Queda nos preços e incerteza no mercado
Com a possível barreira tarifária, os preços da laranja no Brasil despencaram. Em julho, a caixa da fruta caiu para R$ 44, quase metade do valor registrado no mesmo período do ano passado, segundo dados do Cepea, da Universidade de São Paulo (USP). A situação levou produtores a avaliar se vale a pena colher as frutas, já que a demanda pode não ser suficiente.
“Eu vejo que pode realmente já ficar fruto no pé por não ter mercado e você não vai gastar para tirar e não ter para quem vender”, afirmou Fabrício Vidal, produtor em Formoso (MG).
Dependência dos EUA e impacto bilionário
As exportações brasileiras de suco de laranja para os Estados Unidos somaram cerca de US$ 1,31 bilhão na safra encerrada em junho. Um aumento nas tarifas pode causar prejuízos em larga escala, uma vez que o Brasil é responsável por 80% da produção mundial de suco de laranja.
“Cada dia que vai chegando mais perto da entrada em vigor das tarifas aumenta a ansiedade em relação ao que pode acontecer”, declarou Ibiapaba Netto, diretor-presidente da CitrusBR, entidade que representa exportadores do setor.
Consequências para os consumidores
Nos EUA, a produção doméstica de suco de laranja caiu ao menor nível em 50 anos na safra 2024/25, com apenas 108,3 milhões de galões previstos, segundo o Departamento de Agricultura norte-americano. Atualmente, 90% do abastecimento do mercado interno é garantido por importações, sendo metade do consumo proveniente do Brasil, com marcas como Tropicana, Minute Maid e Simply Orange.

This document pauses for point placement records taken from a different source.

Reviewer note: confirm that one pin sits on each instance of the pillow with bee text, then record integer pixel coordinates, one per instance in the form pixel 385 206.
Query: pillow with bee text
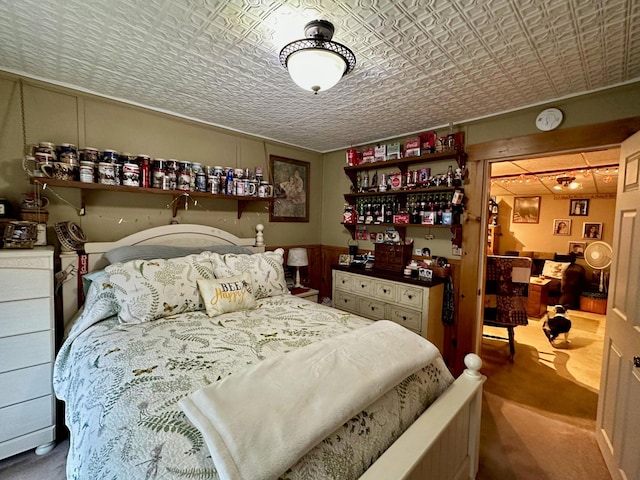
pixel 230 294
pixel 151 289
pixel 266 269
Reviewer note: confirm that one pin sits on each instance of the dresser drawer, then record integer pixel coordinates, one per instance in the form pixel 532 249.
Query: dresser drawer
pixel 371 308
pixel 22 351
pixel 24 316
pixel 20 284
pixel 407 318
pixel 343 281
pixel 345 301
pixel 25 384
pixel 410 296
pixel 26 417
pixel 385 291
pixel 363 285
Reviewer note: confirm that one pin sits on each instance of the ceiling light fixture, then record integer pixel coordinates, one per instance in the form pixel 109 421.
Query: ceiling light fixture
pixel 566 182
pixel 316 63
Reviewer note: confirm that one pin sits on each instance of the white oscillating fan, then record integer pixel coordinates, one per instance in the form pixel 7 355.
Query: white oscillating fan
pixel 598 256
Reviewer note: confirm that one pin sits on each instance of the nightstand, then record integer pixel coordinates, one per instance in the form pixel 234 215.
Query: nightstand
pixel 308 293
pixel 538 297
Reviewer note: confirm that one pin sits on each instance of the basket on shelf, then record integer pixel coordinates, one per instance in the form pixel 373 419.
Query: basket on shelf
pixel 34 215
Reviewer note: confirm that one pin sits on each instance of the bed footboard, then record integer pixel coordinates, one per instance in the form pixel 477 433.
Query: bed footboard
pixel 443 443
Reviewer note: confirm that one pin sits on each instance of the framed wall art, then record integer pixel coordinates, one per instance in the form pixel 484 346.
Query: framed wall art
pixel 290 180
pixel 577 248
pixel 579 207
pixel 592 230
pixel 526 209
pixel 562 226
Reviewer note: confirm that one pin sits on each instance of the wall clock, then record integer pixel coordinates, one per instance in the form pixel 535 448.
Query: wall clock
pixel 549 119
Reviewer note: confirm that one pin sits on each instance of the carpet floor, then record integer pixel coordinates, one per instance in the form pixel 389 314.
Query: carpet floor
pixel 538 413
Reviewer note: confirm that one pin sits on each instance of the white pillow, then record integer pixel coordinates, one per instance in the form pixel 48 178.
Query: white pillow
pixel 230 294
pixel 267 272
pixel 151 289
pixel 553 269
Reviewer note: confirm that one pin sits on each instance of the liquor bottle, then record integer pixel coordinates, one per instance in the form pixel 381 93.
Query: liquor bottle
pixel 229 185
pixel 388 217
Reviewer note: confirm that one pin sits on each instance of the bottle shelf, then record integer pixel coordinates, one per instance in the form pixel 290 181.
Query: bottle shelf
pixel 243 201
pixel 402 192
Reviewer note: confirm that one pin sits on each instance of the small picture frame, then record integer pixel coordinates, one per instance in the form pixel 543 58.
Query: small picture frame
pixel 562 226
pixel 526 209
pixel 20 234
pixel 577 248
pixel 579 207
pixel 344 259
pixel 592 230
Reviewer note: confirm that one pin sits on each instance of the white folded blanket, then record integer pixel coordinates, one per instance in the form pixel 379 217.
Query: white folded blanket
pixel 260 421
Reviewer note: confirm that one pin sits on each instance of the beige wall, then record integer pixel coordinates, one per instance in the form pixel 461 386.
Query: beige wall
pixel 65 116
pixel 539 237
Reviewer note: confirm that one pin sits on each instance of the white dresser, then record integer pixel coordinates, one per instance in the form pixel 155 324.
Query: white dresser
pixel 27 349
pixel 414 305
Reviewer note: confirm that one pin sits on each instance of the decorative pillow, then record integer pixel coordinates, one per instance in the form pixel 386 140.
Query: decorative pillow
pixel 230 294
pixel 151 252
pixel 267 273
pixel 150 289
pixel 553 269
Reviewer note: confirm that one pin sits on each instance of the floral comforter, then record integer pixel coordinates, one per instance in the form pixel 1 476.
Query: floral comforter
pixel 121 384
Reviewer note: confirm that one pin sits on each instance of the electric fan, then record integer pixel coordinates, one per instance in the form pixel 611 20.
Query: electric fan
pixel 598 256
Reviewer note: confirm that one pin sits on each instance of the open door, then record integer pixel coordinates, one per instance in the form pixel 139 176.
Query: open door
pixel 618 420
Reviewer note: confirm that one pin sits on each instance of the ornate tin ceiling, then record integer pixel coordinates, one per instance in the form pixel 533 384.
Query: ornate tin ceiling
pixel 421 63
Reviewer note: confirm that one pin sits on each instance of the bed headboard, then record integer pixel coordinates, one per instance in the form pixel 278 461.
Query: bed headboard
pixel 184 235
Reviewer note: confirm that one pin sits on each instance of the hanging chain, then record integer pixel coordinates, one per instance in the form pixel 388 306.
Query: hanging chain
pixel 24 122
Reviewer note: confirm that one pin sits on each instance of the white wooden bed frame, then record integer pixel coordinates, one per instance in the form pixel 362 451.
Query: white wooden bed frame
pixel 442 444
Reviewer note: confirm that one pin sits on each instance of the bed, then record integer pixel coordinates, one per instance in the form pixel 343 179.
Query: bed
pixel 137 354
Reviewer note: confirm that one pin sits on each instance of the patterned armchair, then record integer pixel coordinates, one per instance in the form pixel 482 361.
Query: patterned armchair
pixel 506 294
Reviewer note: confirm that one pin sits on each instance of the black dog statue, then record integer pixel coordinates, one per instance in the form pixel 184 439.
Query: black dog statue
pixel 559 323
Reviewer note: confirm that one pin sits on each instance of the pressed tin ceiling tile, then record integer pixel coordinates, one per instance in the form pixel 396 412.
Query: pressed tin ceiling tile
pixel 420 63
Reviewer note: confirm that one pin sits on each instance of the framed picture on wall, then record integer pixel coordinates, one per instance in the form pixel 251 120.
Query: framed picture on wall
pixel 290 179
pixel 592 230
pixel 577 248
pixel 562 226
pixel 579 207
pixel 526 209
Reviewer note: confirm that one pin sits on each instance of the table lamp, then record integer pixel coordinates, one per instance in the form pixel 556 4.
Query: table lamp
pixel 297 258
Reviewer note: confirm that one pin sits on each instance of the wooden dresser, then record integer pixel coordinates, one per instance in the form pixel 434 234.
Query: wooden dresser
pixel 378 295
pixel 27 349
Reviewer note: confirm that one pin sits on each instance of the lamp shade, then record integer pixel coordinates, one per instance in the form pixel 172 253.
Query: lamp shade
pixel 297 257
pixel 317 63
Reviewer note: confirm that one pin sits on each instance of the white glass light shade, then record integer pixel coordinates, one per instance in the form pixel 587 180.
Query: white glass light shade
pixel 315 69
pixel 297 257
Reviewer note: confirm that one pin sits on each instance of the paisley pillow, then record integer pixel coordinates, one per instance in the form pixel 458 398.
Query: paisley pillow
pixel 267 272
pixel 151 289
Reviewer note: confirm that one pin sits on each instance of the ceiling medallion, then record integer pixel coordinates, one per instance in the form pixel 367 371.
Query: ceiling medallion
pixel 317 63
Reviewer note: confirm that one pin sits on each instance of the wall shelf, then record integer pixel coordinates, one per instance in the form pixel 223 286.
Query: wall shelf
pixel 243 201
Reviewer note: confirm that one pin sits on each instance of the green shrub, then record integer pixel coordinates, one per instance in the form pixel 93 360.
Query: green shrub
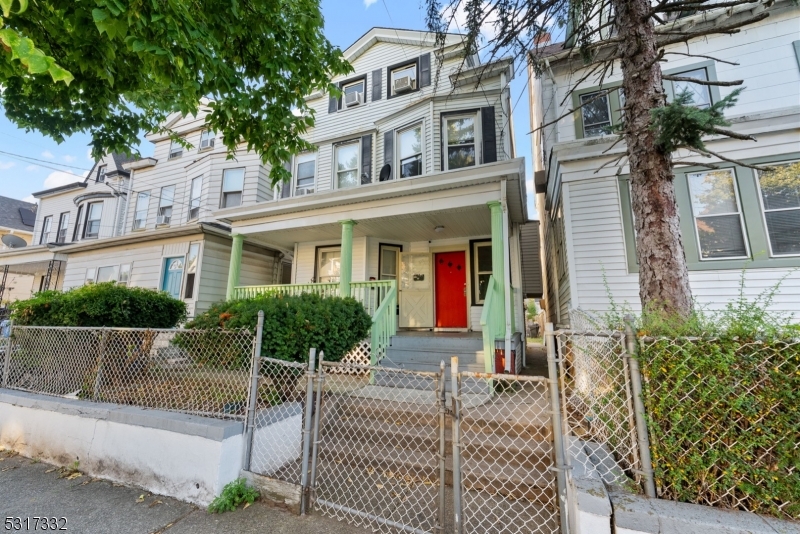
pixel 106 304
pixel 292 325
pixel 233 495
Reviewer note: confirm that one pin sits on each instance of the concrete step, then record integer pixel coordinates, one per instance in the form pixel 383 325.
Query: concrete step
pixel 440 341
pixel 428 355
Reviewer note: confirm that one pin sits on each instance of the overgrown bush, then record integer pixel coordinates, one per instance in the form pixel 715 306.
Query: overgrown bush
pixel 106 304
pixel 292 325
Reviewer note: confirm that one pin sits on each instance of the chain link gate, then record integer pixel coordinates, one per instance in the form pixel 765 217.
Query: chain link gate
pixel 390 450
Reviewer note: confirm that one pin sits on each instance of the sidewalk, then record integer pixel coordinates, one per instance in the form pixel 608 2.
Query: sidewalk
pixel 34 489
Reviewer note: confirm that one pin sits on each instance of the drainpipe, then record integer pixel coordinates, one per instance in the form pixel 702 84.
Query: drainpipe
pixel 507 272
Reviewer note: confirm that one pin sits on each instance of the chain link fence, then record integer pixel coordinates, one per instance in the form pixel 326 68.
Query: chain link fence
pixel 506 455
pixel 199 372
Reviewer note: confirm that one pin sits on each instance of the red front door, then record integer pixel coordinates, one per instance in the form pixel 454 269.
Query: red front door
pixel 451 289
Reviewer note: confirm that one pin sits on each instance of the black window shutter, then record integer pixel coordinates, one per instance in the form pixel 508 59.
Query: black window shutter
pixel 366 159
pixel 286 187
pixel 425 70
pixel 377 79
pixel 488 135
pixel 388 152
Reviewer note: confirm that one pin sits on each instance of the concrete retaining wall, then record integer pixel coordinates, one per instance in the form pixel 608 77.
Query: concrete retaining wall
pixel 183 456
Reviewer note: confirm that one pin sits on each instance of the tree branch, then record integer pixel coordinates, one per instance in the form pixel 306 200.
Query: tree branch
pixel 698 81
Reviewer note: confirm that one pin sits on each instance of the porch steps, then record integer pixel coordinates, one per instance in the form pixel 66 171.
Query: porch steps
pixel 400 440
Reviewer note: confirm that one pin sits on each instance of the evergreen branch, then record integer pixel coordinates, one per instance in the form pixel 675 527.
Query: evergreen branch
pixel 700 82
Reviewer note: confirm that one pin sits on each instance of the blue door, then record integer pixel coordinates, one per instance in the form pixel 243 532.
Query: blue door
pixel 173 275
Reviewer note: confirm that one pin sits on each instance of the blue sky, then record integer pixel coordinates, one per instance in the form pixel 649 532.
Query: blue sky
pixel 49 164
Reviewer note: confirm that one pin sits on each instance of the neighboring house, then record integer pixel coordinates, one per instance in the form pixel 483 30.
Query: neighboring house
pixel 413 180
pixel 16 219
pixel 732 219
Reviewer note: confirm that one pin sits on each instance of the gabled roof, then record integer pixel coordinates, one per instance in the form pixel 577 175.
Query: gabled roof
pixel 16 214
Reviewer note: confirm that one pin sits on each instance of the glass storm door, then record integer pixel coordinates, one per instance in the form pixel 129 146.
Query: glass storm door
pixel 173 274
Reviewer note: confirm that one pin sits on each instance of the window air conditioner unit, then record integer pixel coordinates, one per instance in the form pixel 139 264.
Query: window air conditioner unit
pixel 353 99
pixel 403 84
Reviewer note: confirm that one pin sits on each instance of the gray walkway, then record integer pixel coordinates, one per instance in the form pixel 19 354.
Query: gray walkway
pixel 91 506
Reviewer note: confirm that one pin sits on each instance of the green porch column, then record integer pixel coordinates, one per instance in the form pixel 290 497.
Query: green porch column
pixel 498 272
pixel 235 266
pixel 346 265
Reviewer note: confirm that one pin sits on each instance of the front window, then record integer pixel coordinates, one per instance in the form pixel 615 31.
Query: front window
pixel 701 95
pixel 108 274
pixel 460 142
pixel 410 151
pixel 328 264
pixel 47 225
pixel 142 206
pixel 404 79
pixel 191 269
pixel 93 214
pixel 63 223
pixel 232 186
pixel 353 94
pixel 596 114
pixel 347 165
pixel 206 139
pixel 481 269
pixel 175 150
pixel 717 215
pixel 780 199
pixel 304 172
pixel 165 205
pixel 194 198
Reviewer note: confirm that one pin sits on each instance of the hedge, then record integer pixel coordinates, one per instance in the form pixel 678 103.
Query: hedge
pixel 105 304
pixel 292 325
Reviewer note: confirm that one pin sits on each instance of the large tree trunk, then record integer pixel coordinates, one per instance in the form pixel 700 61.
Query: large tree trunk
pixel 663 276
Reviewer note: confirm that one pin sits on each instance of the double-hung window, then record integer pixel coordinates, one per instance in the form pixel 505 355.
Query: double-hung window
pixel 701 94
pixel 347 165
pixel 232 187
pixel 63 223
pixel 47 225
pixel 780 200
pixel 596 113
pixel 195 192
pixel 717 215
pixel 404 79
pixel 461 141
pixel 409 143
pixel 175 150
pixel 142 206
pixel 165 205
pixel 305 167
pixel 93 214
pixel 353 94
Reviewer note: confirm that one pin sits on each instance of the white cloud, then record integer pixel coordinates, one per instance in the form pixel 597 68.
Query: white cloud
pixel 59 178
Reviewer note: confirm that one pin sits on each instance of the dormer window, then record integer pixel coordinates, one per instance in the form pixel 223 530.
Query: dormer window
pixel 353 94
pixel 403 79
pixel 206 140
pixel 175 150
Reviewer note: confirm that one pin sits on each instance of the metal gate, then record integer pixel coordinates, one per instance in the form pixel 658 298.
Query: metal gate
pixel 394 450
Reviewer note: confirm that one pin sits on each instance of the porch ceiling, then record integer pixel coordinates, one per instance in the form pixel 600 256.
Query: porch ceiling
pixel 462 222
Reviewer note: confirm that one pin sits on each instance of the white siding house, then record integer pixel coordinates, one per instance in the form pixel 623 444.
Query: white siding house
pixel 587 223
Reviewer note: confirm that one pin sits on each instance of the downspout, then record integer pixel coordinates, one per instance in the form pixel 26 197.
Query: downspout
pixel 507 272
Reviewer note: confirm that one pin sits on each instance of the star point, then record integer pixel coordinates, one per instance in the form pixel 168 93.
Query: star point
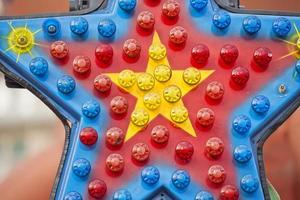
pixel 159 90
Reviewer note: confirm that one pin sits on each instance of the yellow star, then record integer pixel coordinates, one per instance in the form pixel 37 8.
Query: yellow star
pixel 159 90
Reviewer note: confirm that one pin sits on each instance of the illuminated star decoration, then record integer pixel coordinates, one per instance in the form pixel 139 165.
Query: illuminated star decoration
pixel 159 90
pixel 294 42
pixel 20 40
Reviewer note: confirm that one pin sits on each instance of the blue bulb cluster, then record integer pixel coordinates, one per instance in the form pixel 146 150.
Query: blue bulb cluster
pixel 281 26
pixel 107 28
pixel 260 104
pixel 79 25
pixel 249 183
pixel 198 4
pixel 66 84
pixel 204 195
pixel 150 175
pixel 122 195
pixel 251 24
pixel 242 154
pixel 38 66
pixel 73 196
pixel 91 109
pixel 241 124
pixel 51 27
pixel 81 167
pixel 221 19
pixel 127 5
pixel 181 179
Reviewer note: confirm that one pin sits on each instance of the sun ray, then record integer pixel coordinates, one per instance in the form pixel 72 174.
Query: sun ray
pixel 297 31
pixel 11 26
pixel 30 53
pixel 37 31
pixel 288 42
pixel 18 58
pixel 9 48
pixel 41 45
pixel 287 55
pixel 4 37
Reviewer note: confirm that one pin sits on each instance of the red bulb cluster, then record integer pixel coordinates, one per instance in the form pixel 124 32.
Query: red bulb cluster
pixel 88 136
pixel 217 174
pixel 200 53
pixel 140 152
pixel 229 192
pixel 115 136
pixel 240 75
pixel 214 148
pixel 146 20
pixel 215 90
pixel 115 163
pixel 184 151
pixel 132 48
pixel 97 188
pixel 82 64
pixel 160 134
pixel 229 53
pixel 178 35
pixel 59 50
pixel 102 83
pixel 104 53
pixel 262 56
pixel 171 8
pixel 205 117
pixel 119 105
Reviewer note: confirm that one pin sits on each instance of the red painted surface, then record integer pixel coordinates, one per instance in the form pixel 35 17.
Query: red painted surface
pixel 179 58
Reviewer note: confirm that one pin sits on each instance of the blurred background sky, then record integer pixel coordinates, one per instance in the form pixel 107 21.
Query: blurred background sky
pixel 27 126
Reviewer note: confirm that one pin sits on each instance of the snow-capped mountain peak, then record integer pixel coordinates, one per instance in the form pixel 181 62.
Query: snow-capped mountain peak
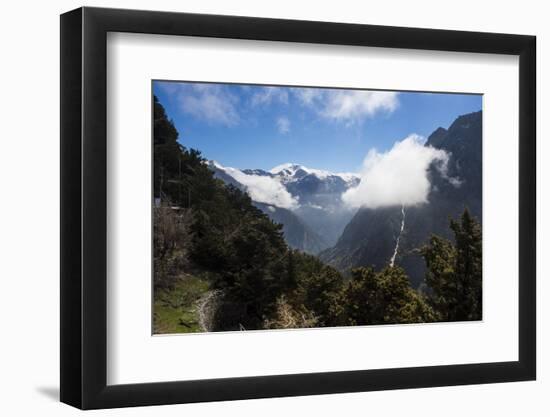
pixel 292 172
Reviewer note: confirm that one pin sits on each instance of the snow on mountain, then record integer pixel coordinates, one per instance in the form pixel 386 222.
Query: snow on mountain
pixel 313 195
pixel 294 172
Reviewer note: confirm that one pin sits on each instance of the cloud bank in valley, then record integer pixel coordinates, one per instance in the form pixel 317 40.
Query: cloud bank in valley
pixel 264 189
pixel 398 176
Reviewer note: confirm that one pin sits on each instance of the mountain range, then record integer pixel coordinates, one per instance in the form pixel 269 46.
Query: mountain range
pixel 319 216
pixel 315 220
pixel 370 237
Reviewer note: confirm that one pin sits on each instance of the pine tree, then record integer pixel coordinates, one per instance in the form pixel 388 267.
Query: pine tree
pixel 454 271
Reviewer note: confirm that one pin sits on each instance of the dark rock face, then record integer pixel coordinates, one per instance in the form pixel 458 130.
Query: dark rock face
pixel 370 237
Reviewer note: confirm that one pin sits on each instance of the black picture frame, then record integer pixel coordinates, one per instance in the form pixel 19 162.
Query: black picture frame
pixel 84 207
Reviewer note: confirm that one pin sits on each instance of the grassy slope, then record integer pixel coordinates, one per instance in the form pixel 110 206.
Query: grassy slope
pixel 175 311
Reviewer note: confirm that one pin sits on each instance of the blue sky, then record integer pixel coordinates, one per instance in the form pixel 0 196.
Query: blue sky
pixel 245 126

A nova tarifa anunciada por Trump representaria um salto de 533% em relação ao imposto atual, de US$ 415 por tonelada. Empresas como Johanna Foods, de Nova Jersey, já entraram na Justiça contra a medida, alegando “danos financeiros significativos e diretos”. A decisão também pode afetar Coca-Cola e Pepsi, que juntas representam 60% das vendas de suco de laranja nos EUA.
Dificuldade para encontrar novos mercados
O Brasil enfrenta obstáculos para substituir o mercado norte-americano. Países com maior poder de compra já impõem tarifas elevadas, como Índia e Coreia do Sul, e a China tem baixa demanda por suco de laranja. A União Europeia já absorve 52% das exportações brasileiras, deixando pouco espaço para compensar as perdas.
Exportar por meio de países intermediários, como a Costa Rica, já ocorre para reduzir tarifas atuais, mas, segundo Arlindo de Salvo, consultor especializado no setor, não está claro se a prática funcionará diante da nova taxa. A CitrusBR ressalta que tal triangulação não é aceita pelas regras da OCDE.
Produtores no limite
Em Formoso, agricultores relatam que o valor pago pela laranja já é um terço do registrado há um ano, tornando o custo de colheita quase inviável. “A única solução seria encontrar outros mercados. Mas só que são coisas que não acontecem do dia para a noite”, lamentou o produtor Ederson Kogler.